「52センチ」

ここは、釣れる。
行くまでの道のりは険しいが、結構な穴場だ。
何せ、潮位が高い日で、満潮が重なると長靴でもずぶ濡れ覚悟で帰ってこなければならない。
しかし、磯からの投げ釣りで、めったやたらに釣れるサイズではない。
自己記録更新だ。
場所は豊崎。
雨の降る中、彼女と二人でやっていた。
この時は午後3 時を過ぎると満潮で、潮溜まりが深くなり帰れなくなる、ちょっとしたリスクのある時間と場所だ。
今日はまったくアタリが無く、ここまできて丸坊主で帰るのかと思っていた。
時間は午後2 時過ぎ。
三本出していた投げ竿のうち、一本を餌の交換のために引き上げていたその時、

後ろで「ガラガラ、バタン」という音と同時に、彼女からのん気な声で「あ、なんか竿倒れたよ」と。

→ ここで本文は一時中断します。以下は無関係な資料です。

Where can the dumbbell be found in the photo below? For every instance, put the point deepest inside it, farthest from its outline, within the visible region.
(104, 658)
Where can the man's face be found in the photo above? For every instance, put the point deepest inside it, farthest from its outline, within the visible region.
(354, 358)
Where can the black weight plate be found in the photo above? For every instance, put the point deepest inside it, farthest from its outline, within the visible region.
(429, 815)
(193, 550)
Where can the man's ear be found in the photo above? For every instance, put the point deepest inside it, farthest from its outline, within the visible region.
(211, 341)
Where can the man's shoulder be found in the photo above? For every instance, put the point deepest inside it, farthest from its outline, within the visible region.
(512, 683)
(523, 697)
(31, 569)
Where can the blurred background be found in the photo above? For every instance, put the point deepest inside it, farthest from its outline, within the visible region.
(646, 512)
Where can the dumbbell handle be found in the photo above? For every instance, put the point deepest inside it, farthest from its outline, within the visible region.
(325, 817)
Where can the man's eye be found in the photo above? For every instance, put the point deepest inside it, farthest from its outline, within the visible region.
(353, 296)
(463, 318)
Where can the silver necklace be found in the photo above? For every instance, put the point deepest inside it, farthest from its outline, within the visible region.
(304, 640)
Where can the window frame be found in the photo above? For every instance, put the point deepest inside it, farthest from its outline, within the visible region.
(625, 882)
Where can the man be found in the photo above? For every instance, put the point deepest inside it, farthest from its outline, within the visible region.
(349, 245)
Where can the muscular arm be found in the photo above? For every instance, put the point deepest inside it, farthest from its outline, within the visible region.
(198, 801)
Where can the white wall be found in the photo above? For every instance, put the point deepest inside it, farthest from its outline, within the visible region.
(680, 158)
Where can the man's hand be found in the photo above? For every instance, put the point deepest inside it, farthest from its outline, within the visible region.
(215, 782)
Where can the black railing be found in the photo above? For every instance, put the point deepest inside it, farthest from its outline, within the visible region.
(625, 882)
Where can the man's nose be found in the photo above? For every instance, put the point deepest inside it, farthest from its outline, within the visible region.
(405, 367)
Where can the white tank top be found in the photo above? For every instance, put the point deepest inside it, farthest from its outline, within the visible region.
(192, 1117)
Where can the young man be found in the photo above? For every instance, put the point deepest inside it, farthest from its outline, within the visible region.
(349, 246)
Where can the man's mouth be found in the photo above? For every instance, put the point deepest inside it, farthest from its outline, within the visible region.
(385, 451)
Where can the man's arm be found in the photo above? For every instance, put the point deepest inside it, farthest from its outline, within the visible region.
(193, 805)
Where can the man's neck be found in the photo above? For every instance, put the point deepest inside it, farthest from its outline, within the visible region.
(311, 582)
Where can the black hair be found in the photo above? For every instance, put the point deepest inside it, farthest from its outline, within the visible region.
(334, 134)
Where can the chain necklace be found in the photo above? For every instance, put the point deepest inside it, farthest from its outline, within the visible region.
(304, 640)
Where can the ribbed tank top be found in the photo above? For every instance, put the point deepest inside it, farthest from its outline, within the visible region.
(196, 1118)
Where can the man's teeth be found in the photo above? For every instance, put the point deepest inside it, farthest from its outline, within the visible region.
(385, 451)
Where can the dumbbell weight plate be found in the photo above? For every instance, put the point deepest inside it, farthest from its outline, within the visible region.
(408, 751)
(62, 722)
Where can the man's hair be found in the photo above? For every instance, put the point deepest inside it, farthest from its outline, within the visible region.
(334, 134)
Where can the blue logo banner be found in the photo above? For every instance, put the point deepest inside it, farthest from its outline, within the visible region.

竿ごと海に持っていかれそうになるとはこのことだ。4m50㎝の竿を。
すぐさま事の重大さに気づいて巻き上げてみると、これが重い重い。
巻き上げている途中にも、何度も振り回してくる。
タモの使い方を彼女が知らなかったので、結局イチかバチかそのまま岸に揚げてみることに。
結果オーライ、水面から上げるときは竿が折れるんじゃないかと思うほど重量感があったが、太めのテグスに助けられた。
これは、快挙。
潮も満ちてきたし、さっさと捌いて刺身にすることに。
今度は夜のワキモトで40㎝クラスのソイを狙うか…。